Query-efficient hard-label black-box attack: An optimization-based approach
Abstract
We study the problem of attacking machine learning models in the hard-label black-box setting, where no model information is revealed except that the attacker can make queries to probe the corresponding hard-label decisions. This is a very challenging problem since the direct extension of state-of-the-art white-box attacks (e.g., C&W or PGD) to the hard-label black-box setting will require minimizing a non-continuous step function, which is combinatorial and cannot be solved by a gradient-based optimizer.
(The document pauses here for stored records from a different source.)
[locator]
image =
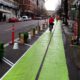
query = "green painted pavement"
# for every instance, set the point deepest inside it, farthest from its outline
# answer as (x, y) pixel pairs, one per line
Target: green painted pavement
(54, 67)
(27, 67)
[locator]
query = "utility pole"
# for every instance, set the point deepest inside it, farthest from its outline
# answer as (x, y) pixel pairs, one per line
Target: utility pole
(78, 35)
(65, 11)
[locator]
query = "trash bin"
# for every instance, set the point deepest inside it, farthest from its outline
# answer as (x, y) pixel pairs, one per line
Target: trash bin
(1, 50)
(23, 36)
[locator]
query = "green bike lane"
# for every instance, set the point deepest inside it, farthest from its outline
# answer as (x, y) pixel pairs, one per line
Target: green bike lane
(28, 65)
(54, 66)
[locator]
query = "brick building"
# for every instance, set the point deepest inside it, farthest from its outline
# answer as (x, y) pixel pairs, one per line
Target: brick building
(8, 8)
(29, 7)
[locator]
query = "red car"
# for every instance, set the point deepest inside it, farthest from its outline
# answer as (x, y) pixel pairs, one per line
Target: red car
(13, 19)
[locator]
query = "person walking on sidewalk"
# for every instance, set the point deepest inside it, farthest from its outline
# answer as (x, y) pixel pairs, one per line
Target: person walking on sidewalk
(51, 23)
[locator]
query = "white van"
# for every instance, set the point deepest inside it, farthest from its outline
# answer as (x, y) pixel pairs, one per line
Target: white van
(24, 18)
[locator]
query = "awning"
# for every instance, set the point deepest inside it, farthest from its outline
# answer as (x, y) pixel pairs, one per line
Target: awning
(5, 11)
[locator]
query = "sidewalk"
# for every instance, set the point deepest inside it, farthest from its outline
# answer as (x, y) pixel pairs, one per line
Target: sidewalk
(72, 55)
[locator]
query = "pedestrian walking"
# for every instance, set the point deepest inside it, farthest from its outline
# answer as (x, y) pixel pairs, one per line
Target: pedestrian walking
(51, 23)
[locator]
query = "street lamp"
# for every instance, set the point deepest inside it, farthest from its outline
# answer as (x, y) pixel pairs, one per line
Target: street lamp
(78, 17)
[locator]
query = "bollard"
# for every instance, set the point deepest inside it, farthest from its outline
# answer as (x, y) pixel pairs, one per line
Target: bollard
(12, 40)
(29, 34)
(33, 32)
(41, 27)
(21, 38)
(1, 51)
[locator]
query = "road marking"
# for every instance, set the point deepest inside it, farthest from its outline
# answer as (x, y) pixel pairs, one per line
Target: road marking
(8, 61)
(28, 45)
(7, 44)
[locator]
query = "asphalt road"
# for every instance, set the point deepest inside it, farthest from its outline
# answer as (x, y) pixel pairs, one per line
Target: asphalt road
(6, 29)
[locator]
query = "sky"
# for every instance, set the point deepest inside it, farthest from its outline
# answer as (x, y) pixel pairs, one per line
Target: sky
(52, 4)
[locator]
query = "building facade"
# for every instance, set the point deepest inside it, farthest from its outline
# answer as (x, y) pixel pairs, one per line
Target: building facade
(8, 8)
(29, 7)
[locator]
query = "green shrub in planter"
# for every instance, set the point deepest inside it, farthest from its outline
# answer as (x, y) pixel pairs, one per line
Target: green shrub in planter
(1, 51)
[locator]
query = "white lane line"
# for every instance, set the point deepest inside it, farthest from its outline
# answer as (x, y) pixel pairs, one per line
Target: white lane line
(7, 44)
(8, 61)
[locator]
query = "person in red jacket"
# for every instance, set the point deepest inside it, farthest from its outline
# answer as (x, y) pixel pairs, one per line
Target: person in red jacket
(51, 23)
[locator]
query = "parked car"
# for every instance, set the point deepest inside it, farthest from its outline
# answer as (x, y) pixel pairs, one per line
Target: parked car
(24, 18)
(13, 19)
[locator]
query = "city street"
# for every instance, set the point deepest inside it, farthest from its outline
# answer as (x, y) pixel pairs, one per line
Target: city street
(11, 55)
(6, 29)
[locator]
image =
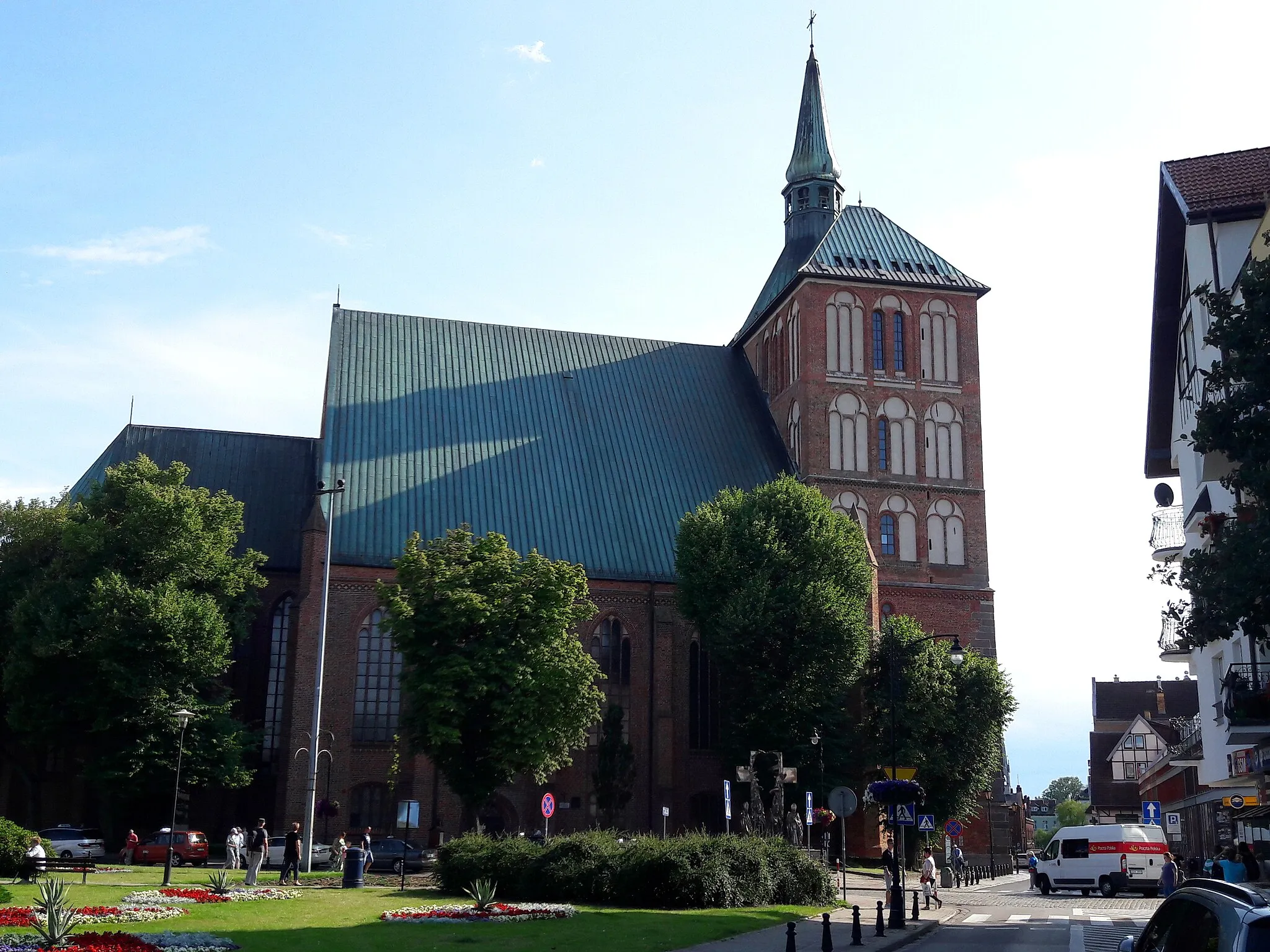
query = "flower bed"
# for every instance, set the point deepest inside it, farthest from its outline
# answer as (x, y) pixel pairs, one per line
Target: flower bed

The only two current approaches are based on random walk on the boundary (Brendel et al., 2017) and random trials to evaluate the loss function (Ilyas et al., 2018), which require lots of queries and lacks convergence guarantees. We propose a novel way to formulate the hard-label black-box attack as a real-valued optimization problem which is usually continuous and can be solved by any zeroth order optimization algorithm, such as randomized gradient-free method (Nesterov & Spokoiny, 2017). We demonstrate that our proposed method outperforms the previous stochastic approaches to attacking convolutional neural networks on MNIST, CIFAR, and ImageNet datasets. More interestingly, the proposed algorithm can also be used to attack other discrete and non-continuous machine learning models, such as Gradient Boosting Decision Trees.